For dental practitioners, panoramic radiographs should not be used as standalone diagnostics of systemic skeletal status in treated hypothyroid women; rather, conspicuous cortical thinning/porosity (e.g., Klemetti C3) should prompt documentation of endocrine history (hypothyroidism, LT4 stability, calcium/vitamin D, bone-active drugs) and, where risk factors co-occur (age, prior low-trauma fracture, periodontal loss), communication with primary care/endocrinology for formal osteoporosis assessment. For medical teams, routine dental panoramics can be considered opportunistic signals to be integrated with established risk tools (e.g., clinical risk factors, BMD testing), rather than substitutes for them. This coordinated approach can be expected to maximise patient benefit while avoiding over-interpretation of 2D indices.
5. Conclusions
In this cohort of women, primary hypothyroidism did not show a differential pattern of mandibular cortical thinning according to MCI/PMI; the greater left MCW observed in the crude analysis was diluted after adjustment for age, suggesting minor differences. However, due to the observational nature of this study and the inherent limitations of panoramic imaging, these results should be interpreted with caution and not as definitive evidence of the absence of effect. These findings (the first reported in Spain) provide local data that contribute to contextualising the previously reported heterogeneity in the literature. It remains plausible that mandibular cortical alterations could be influenced by hypothyroidism in interaction with other systemic, local, or therapeutic factors not fully captured in this study.

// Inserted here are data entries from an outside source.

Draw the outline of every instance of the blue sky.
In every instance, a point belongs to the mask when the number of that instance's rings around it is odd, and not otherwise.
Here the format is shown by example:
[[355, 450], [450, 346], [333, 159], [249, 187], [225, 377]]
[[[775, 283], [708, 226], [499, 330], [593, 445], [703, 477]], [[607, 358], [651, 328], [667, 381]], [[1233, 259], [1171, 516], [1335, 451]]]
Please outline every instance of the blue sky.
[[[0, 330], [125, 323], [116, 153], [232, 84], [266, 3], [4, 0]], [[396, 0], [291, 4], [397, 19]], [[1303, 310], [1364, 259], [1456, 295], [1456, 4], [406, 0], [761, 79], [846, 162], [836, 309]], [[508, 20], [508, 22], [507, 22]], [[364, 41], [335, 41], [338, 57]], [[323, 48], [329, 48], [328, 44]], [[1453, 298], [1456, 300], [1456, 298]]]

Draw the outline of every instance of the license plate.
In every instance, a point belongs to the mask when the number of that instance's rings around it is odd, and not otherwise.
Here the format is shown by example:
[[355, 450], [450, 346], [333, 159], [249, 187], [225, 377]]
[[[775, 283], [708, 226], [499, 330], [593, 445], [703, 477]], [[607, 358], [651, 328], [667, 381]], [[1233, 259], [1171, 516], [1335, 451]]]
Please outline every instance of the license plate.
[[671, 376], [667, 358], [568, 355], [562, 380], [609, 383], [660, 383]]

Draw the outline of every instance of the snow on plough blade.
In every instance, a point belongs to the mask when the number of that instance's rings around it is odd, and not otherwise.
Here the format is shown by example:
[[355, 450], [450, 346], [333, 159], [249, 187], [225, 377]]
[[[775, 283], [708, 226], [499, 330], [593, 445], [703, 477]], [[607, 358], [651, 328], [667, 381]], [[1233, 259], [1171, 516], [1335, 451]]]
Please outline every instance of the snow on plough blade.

Looking ahead, it would be beneficial to address this question through prospective longitudinal cohorts that enable individual trajectories to be followed, multicentre studies that enhance generalisability, and matched case–control designs (including the nested variant) for more nuanced contrasts. Additionally, pragmatic trials of diagnostic strategies could assess the actual contribution of radiographic indices to clinical management. From a clinical perspective, while the diagnostic value of panoramic indices appears limited in treated hypothyroid women, their inclusion in routine dental imaging offers a non-invasive, opportunistic screening tool. Recognising systemic conditions that may subtly influence mandibular bone structure supports integrated care and may prompt further endocrinological evaluation when warranted. This underscores the potential value of interdisciplinary awareness in daily clinical practice.